The documented record.

The witnesses and their accounts

Betty Cash, Vickie Landrum, and Colby Landrum gave essentially consistent accounts of the encounter from December 30, 1980 onward, and continued to do so — in interviews, depositions, sworn testimony, and the 1985 congressional subcommittee hearing — for the rest of Betty Cash's life and through Vickie Landrum's later years. Verified The core elements of their account: the diamond-shaped object, the flame from its underside, the heat that radiated from it, the hand-on-dashboard indentations, the helicopter escort, and the onset of physical symptoms within hours. The narrative did not substantively change across more than a decade of repeated retelling [1][2].

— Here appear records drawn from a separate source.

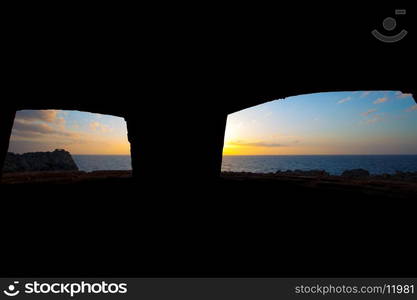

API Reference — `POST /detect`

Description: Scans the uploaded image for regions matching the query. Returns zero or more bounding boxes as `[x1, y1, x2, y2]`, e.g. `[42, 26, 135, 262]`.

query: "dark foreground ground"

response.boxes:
[2, 171, 417, 198]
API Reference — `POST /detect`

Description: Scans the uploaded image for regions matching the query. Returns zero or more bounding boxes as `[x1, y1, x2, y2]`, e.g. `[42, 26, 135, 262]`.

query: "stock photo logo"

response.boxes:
[3, 281, 20, 297]
[3, 280, 127, 298]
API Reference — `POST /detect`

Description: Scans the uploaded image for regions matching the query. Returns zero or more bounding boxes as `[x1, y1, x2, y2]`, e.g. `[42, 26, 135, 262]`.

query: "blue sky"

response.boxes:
[223, 91, 417, 155]
[9, 110, 130, 155]
[9, 91, 417, 155]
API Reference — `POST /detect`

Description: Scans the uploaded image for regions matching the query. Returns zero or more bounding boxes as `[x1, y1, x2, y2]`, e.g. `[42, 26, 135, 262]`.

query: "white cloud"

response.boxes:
[90, 121, 112, 133]
[373, 97, 389, 104]
[337, 96, 352, 104]
[362, 109, 377, 117]
[395, 92, 413, 99]
[361, 91, 372, 98]
[405, 104, 417, 112]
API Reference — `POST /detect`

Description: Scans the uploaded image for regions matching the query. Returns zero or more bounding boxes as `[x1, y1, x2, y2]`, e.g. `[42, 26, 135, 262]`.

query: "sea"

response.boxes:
[73, 155, 417, 175]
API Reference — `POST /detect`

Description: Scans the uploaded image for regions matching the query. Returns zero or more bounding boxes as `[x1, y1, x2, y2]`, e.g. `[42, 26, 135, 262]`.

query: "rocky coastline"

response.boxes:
[3, 149, 78, 173]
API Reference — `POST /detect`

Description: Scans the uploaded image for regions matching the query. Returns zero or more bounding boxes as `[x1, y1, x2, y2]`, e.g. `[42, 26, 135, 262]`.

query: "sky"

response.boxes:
[223, 91, 417, 155]
[9, 91, 417, 155]
[9, 110, 130, 155]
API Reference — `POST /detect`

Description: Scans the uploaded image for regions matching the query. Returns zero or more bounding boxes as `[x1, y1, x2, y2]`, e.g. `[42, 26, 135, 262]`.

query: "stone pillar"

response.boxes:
[0, 108, 16, 180]
[125, 111, 227, 184]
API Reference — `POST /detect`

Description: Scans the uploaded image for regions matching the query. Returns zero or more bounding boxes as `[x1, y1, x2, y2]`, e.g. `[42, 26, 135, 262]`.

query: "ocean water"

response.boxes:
[73, 155, 417, 175]
[72, 155, 132, 172]
[222, 155, 417, 175]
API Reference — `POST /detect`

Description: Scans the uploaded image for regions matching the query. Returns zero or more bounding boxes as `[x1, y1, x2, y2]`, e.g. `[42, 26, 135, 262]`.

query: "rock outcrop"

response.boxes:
[3, 149, 78, 173]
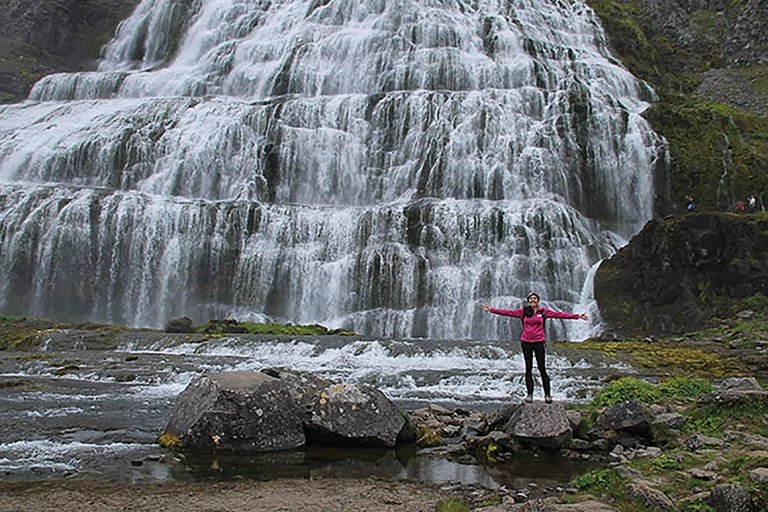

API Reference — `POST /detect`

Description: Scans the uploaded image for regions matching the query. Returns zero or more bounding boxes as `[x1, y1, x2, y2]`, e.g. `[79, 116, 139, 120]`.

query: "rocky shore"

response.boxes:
[0, 318, 768, 512]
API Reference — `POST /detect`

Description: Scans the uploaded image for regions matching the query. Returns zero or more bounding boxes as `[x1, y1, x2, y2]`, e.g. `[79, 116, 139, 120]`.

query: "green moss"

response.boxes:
[592, 376, 713, 407]
[592, 377, 661, 407]
[571, 469, 628, 499]
[657, 376, 714, 401]
[416, 423, 443, 448]
[193, 321, 355, 336]
[684, 397, 768, 436]
[157, 432, 184, 452]
[574, 340, 745, 377]
[435, 498, 470, 512]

Vickie Landrum was a religious woman who interpreted the object initially in spiritual terms; her early statements include the line "That's Jesus, he won't hurt us," directed to her grandson. This element of the early account is sometimes used by skeptics to argue that the witnesses' interpretation was inflected by belief; it is sometimes used by proponents to argue that the spontaneity of the religious interpretation suggests genuine confusion rather than concocted narrative. Both readings have some force.

The Walkers

Lamar Walker, a Dayton-area police officer off-duty at the time, and his wife Cleanne Walker, encountered an unusual concentration of helicopter activity in the same general area at approximately the same time. The Walkers gave statements describing the helicopters as numerous (their estimate, less precise than Cash's, was "more than a dozen"), low-flying, and moving in a westerly direction. The Walkers did not see the diamond-shaped object; they saw only the helicopters. Their account is the principal independent witness corroboration of the helicopter activity. Verified [3]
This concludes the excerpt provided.